I don't know why the 90's ever had to end; I mean logically I know the reason why, but like I mean the mindset. I can't allow myself to be distracted by nostalgia. I have a bitch to kill. There are so many different ways. .I feel the need to get creative with this. The last kill was lacking that creative flair. It wasn't fully satisfying. I can't quite put my finger on it. There's something calming about death. Maybe its the knowledge that its all over. In a way am I doing this bitch a favour? Fuck me, I hate this internal struggle.
I exit the tube station, taking in the cool morning air. God, I love the fresh spring air. The Earth always feels so much cleaner. I feel so much cleaner and alive. Maybe it's just the long slumber of winter that makes things feel this way. Fuck, enough with the prose we have some killin to do.

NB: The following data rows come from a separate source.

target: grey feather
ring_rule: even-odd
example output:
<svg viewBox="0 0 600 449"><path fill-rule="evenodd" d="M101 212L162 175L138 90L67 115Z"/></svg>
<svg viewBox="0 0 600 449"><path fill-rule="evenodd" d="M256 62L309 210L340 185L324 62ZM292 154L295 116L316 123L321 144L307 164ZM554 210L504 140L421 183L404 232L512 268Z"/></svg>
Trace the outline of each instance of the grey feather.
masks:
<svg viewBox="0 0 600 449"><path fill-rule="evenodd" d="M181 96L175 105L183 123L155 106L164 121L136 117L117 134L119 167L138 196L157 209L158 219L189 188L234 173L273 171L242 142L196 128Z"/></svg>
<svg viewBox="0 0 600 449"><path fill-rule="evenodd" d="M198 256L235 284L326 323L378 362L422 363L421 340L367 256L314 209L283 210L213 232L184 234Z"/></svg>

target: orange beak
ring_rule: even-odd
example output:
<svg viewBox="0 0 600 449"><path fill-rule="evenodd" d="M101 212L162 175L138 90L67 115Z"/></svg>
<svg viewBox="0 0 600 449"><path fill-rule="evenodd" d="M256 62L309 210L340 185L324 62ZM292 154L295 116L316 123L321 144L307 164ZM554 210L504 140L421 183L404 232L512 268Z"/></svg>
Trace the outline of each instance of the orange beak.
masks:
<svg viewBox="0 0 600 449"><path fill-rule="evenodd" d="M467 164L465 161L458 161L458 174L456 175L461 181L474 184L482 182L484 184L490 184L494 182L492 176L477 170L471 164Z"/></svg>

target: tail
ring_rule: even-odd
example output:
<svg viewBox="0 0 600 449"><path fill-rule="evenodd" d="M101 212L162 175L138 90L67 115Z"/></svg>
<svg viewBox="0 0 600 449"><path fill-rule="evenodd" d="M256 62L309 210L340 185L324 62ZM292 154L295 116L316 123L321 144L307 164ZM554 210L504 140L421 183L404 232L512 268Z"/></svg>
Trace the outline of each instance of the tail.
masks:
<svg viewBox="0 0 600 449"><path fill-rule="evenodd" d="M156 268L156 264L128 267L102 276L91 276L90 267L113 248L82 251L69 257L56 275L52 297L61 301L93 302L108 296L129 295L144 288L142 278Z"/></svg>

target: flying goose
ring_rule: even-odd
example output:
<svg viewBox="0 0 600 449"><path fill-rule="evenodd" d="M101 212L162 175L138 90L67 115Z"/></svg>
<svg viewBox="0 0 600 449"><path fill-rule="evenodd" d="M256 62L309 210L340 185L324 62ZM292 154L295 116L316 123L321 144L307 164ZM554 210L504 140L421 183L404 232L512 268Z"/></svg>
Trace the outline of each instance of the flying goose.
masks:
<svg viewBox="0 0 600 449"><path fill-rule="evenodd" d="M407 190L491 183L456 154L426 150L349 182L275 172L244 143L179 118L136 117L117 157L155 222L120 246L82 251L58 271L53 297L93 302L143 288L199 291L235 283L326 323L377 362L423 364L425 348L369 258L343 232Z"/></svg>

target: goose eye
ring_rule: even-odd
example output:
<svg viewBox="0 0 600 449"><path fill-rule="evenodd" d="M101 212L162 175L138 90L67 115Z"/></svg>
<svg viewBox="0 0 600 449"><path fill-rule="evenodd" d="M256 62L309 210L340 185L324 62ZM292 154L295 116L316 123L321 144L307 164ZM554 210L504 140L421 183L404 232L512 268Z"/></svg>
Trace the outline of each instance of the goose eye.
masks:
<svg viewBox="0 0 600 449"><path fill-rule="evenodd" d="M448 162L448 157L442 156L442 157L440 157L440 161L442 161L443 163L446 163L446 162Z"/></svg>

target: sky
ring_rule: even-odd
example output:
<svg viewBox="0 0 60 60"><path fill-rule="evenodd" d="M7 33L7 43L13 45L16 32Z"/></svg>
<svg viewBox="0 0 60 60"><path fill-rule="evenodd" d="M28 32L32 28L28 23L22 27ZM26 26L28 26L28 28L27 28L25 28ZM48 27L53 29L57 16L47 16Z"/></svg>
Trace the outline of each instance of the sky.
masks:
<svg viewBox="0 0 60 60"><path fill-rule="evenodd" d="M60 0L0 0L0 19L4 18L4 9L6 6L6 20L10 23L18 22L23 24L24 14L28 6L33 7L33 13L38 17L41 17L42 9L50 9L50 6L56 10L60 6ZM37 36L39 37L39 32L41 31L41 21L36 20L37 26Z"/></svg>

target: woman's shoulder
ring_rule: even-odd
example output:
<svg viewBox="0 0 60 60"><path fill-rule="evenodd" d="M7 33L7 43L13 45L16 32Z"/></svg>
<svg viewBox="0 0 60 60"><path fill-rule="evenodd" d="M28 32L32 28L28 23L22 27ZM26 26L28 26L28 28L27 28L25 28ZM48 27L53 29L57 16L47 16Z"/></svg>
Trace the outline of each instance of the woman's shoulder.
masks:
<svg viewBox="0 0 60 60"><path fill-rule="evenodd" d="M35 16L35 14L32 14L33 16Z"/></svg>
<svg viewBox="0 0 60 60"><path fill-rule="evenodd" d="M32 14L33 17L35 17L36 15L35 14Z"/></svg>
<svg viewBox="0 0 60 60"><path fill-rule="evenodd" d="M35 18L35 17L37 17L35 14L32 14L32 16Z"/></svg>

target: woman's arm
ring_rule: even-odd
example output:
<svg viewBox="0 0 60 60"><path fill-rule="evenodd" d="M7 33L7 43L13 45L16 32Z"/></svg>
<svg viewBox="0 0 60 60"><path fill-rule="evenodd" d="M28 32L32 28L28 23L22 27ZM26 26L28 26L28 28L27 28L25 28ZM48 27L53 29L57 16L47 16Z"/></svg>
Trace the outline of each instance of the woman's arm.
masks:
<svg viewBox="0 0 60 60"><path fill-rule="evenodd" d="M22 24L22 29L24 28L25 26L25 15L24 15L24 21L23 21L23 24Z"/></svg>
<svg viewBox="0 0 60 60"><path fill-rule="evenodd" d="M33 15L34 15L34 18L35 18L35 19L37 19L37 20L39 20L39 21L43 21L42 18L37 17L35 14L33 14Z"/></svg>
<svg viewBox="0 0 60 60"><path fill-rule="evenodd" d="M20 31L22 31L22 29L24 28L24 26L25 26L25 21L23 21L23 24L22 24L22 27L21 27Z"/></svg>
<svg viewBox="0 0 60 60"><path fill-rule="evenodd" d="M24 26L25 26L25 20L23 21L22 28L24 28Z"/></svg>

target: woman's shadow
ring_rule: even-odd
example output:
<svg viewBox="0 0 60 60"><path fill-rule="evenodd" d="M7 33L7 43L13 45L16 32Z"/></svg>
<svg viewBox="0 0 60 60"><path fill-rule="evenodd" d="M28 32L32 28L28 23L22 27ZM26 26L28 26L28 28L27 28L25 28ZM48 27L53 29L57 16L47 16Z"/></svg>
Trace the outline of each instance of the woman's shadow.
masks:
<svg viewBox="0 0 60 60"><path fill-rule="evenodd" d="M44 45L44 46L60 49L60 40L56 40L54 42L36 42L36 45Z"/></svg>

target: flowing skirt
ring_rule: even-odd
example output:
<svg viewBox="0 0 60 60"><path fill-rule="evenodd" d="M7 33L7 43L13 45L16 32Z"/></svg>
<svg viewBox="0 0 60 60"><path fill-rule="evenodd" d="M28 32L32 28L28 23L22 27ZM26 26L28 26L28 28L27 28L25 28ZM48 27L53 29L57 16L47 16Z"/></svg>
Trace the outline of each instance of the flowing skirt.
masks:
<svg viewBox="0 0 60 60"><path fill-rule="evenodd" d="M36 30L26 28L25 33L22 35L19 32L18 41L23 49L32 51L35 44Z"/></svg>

I spot her blond ponytail riding high as she steps out of her building. The sunlight catches her hair and for a moment, her hair is colourless. Her perfume fills me and I feel myself salivating. I've waited so long for this. I slink behind her as she makes her way down the street, on her phone, as usual. She doesn't notice me sloping in and out of the other pedestrians. I'll grab her outside the coffee shop. Perfect. Its so busy no one will notice-no, shit that damn CCTV shit! I know just what to do.
I duck into a bakery two doors down and grab a doughnut. She's just picking up her order as I make it back to the door. I hold the door open and almost run into her. "Sorry, I wasn't-Holly! Funny meeting you here!" "Hello, William." She sneers down her nose at me. I check my watch. "Actually, I don't have time to grab a coffee, don't want to be late, mind if I walk with you? There's something that I'd love to talk to you about." All of the muscles in her face tense. I know she wants to tell me to go fuck myself but this is her coffee shop, she does here every day and people will talk. She forces herself to smile. It looks painful. "Of course." "I feel that I'm really being underutilised at work. I really feel that I could make a difference with some responsibility or maybe have me help out in another area of the store?" She purses her lips. "Is that so?" "Yes, I really think that I could be put to good use when packing orders is slow, you know I don't like just standing around." "What do you think you'd be good at, I mean, we hired you to pack the orders that come in." That's it. I glance around. It's fuckin' go time.